Tahukah Anda bahwa hewan-hewan pemangsa paling ganas di dunia justru merupakan hewan-hewan paling cantik dan anggun? Lihat saja hiu putih, paus pembunuh, katak emas beracun (Phyllobates terribilis) atau ular kobra. Di dunia kriminal yang nyata, tak jarang sosok penjahatnya tidak sebagaimana yang digambarkan dalam sinetron atau film Indonesia, dengan tampang sangar dengan bekas luka di pipi, sebelah mata picik, badan bertato. Sama sekali tidak. Yang seperti itu justru para penjahat kelas teri. Yang kelas kakap perlu penampilan memukau agar dapat mengelabui korbannya.

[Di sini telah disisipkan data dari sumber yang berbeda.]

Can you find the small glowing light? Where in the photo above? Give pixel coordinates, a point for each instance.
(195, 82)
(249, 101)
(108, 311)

Dalam kehidupan, kita sering menghadapi masalah dengan orang lain atau keadaan. Jangan terburu menganggap hidup tidak adil terhadap kita. Semua itu hanyalah kemasan yang membungkus kesejatiannya. Yang tampak hanyalah kulit durian yang dapat melukai tangan apabila kita tidak hati-hati dalam memegangnya atau mengupasnya. Kita harus mengupas kulit itu untuk merasakan lezatnya buah durian. Adakalanya kita berpikir, mengapa buah durian harus hadir dalam kulit yang tidak saja tebal tetapi juga berduri? Tanpa kulit, dagingnya akan cepat membusuk, sehingga alih-alih mendapatkan daging empuk nan manis, kita justru takkan bisa menikmati kelezatannya.


Seperti itulah kehidupan. Tanpa kita mau berupaya mengupasnya, menanggalkan lapis demi lapis kemasannya yang acap menciptakan persepsi yang keliru, kita hanya akan dihadapkan pada rasa sakit. Apa saja yang diperoleh secara instan—tanpa mengupas kulitnya terlebih dahulu—tidak akan bertahan lama. (Bayangkan saja seperti makan durian sekaligus dengan kulitnya!) Cobaan ibarat kulit durian tadi yang menunda nikmat, lantaran kata ‘cobaan’ adalah kemasan yang membungkus ‘nikmat’. Kita diharapkan dapat melewati cobaan yang satu ke cobaan yang lainnya, yang dalam prosesnya membuat kita belajar, menggali hikmah yang kelak menjadi alat untuk mengupas kulit terakhir yang akan menyingkapkan kepada kita buah nikmat yang kita cari.(AD)



Pondok Jaya, Mampang Prapatan, Jakarta Selatan, 20 Oktober 2010.